Content » Vol 98, Issue 10

Short communication

Clinical Experience of Overnight use of a Temperature-controlled Airflow Device in a Teenager with Severe Atopic Dermatitis

Grigorios Theodosiou and Åke Svensson

Department of Dermatology and Venereology, Skåne University Hospital, SE-205 02 Malmö, Sweden. E-mail:

Accepted Aug 29, 2018; Epub ahead of print Sep 3, 2018


Children and teenagers with severe atopic dermatitis (AD) refractory to standard treatment often require systemic treatment with anti-inflammatory and immunosuppressive drugs. The temperature-controlled laminar airflow (TLA) (Airsonett™) device is a non-pharmaceutical add-on treatment option for patients with poorly controlled allergic asthma. The TLA delivers filtered, allergen-free, particle-free air to the patient’s breathing zone during the night (Fig. 1). It has been shown to improve quality of life (QoL) and reduce symptoms and exacerbations of asthma (1). Aeroallergens have been shown to elicit AD (2). However, specific allergen immunotherapy, reduction in house dust mites, and avoidance measures for treating AD have shown mixed outcomes (3). The effect of TLA use in patients with AD has not been sufficiently investigated. We report here a case of a teenager with severe AD refractory to intensive topical treatment and phototherapy, which responded to overnight use of a TLA during a 12-month period.

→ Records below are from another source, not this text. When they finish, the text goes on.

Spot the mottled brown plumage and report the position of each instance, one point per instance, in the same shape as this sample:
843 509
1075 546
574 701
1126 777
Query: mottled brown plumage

Fig. 1. Temperature-controlled laminar airflow (TLA) device function. Arrows indicate the direction in which particles flow (a) without and (b) with the TLA operating. The red arrows indicate the the upward airflow during sleep that concentrates the airborne particles and allergens to the breathing zone of the patient. The blue arrows indicate the cooled and filtered air that descends towards the breathing zone of the patient counteracting the allergen- and particle-rich airflow.


A 14-year old boy with persistent severe AD and allergic rhinoconjunctivitis, who had been a patient of our department since early childhood, was prick-tested and found to be sensitized to pollen and house dust mite. His disease was severely pruritic with frequent exacerbations and severe impairment of QoL for years despite therapy escalation. His parents had repeatedly reported that he would wake up frequently at night, stay awake due to attacks of itching, and experienced daytime sleepiness.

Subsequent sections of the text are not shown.